Y aquí debemos destacar algo: lo decisivo es si estamos o no inscritos en el libro de la vida (v. 15). Si alguien va al lago de fuego, será por sus propias obras, y todo aquel que no esté en Cristo tendrá ese destino. Pero si alguien está en el libro de la vida, es única y exclusivamente por la obra de Cristo. Él tomó sobre sí la condena por nuestros pecados, y concedió a los creyentes su propia justicia perfecta.

Tú y yo merecemos ser declarados culpables, y nuestras obras nos condenan, pero sólo la fe en Cristo y la obra que Él hizo en nuestro favor pueden hacer que ese día la sentencia que recaiga sobre nosotros diga no sólo “absuelto”, ni siquiera “inocente”, sino que dirá “justo”, porque no serán nuestras propias obras las que nos absolverán, sino la justicia perfecta de Cristo: “¿Quién acusará a los que Dios ha escogido? Dios es el que justifica. 34 ¿Quién condenará? Cristo Jesús es el que murió, e incluso resucitó, y está a la derecha de Dios e intercede por nosotros” Ro. 8:33-34.

Este pasaje exalta a Cristo como Rey glorioso, como Juez universal, pero también como Salvador de quienes están inscritos en el libro de la vida, ya que merecían la muerte eterna pero han recibido vida eterna. Eran enemigos de Dios, pero han sido hechos hijos de Dios. Comían en el vertedero inmundo de sus pecados, y ahora están sentados en la mesa del Señor. La diferencia no la hacemos nosotros, sino el amor eterno de Jesucristo y su obra en nuestro favor.

Y tu nombre, ¿Es de los que está en el libro de la vida? Si eres de aquellos que viven con excusas a la hora de servir al Señor, si pareciera que haces un favor al Señor cuando lo adoras o sirves a los hermanos, si no deseas la comunión con Cristo y la congregacional, si relativizas la Palabra de Dios y constantemente ves la manera de hacer lo que tú quieras y no lo que Dios ha ordenado, si no te molesta la presencia de los pecados en tu vida; tienes todas las razones para pensar que tu nombre no está en el libro de la vida, y necesitas desesperadamente a Cristo. En contraste, aunque luches a cada instante con tu pecado, aunque te sepas imperfecto y lleno de maldad incluso cuando te dedicas a servir al Señor, aunque dudes de tu salvación y te cueste creer que Dios puede amarte, si has creído verdaderamente en Cristo, si has confiado en Él como el Señor y Salvador, puedes tener paz y confiar en que tu nombre está escrito en ese libro.

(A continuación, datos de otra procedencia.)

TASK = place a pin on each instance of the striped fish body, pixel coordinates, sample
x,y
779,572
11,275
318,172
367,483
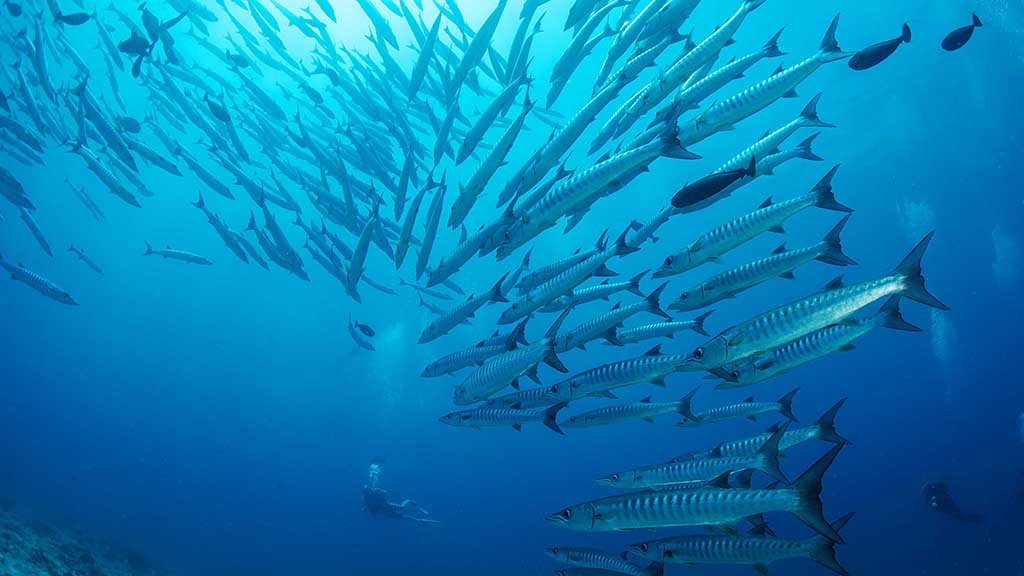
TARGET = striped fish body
x,y
734,281
796,320
603,325
462,359
734,411
591,558
499,372
656,330
729,236
683,471
701,506
724,549
652,368
610,414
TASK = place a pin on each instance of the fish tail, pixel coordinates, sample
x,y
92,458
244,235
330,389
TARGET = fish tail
x,y
809,488
909,269
829,46
824,549
685,408
785,405
768,455
832,251
890,317
496,294
654,301
805,151
698,323
823,196
635,284
551,413
770,48
809,115
826,424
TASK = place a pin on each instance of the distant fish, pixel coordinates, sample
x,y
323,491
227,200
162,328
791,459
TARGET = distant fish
x,y
173,254
12,8
873,54
74,18
712,184
38,283
955,39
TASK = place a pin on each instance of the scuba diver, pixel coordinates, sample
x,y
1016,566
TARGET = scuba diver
x,y
938,498
375,501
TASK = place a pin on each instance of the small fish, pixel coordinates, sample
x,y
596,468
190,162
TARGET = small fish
x,y
85,258
38,283
173,254
876,53
955,39
74,18
13,9
712,186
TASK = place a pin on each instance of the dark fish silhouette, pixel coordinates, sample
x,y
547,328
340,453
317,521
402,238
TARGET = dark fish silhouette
x,y
876,53
710,186
75,18
12,8
955,39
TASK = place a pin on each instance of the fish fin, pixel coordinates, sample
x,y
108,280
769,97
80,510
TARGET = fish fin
x,y
785,405
832,252
808,486
551,414
909,269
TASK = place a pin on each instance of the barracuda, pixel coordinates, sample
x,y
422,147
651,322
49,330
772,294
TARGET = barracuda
x,y
664,329
839,337
643,410
610,173
696,469
461,313
725,114
598,292
755,549
713,504
565,282
600,560
507,368
788,322
651,367
762,152
486,417
606,325
474,356
822,428
768,217
747,409
779,264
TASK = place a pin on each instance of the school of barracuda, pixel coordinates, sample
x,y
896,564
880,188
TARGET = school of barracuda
x,y
348,128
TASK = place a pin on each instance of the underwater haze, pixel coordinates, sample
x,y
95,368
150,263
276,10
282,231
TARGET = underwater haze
x,y
227,419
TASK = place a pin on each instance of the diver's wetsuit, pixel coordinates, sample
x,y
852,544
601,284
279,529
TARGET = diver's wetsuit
x,y
938,498
375,501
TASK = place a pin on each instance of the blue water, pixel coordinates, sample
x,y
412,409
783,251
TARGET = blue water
x,y
220,420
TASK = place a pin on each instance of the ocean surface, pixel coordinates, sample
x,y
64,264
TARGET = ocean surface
x,y
220,420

El día de este gran juicio final viene, este es un llamado urgente a venir a Cristo y rendirse a su señorío.

Si hemos hablado de lo terrible que será ese día, no es para permanecer en el miedo y el terror, sino para arrojarse a los pies de Cristo, perseverar en su gracia y confiar en sus promesas. No sólo temamos ese día, sino esperémoslo con ansias, sabiendo que “el que creyere en él, no será avergonzado” (Ro. 9:33).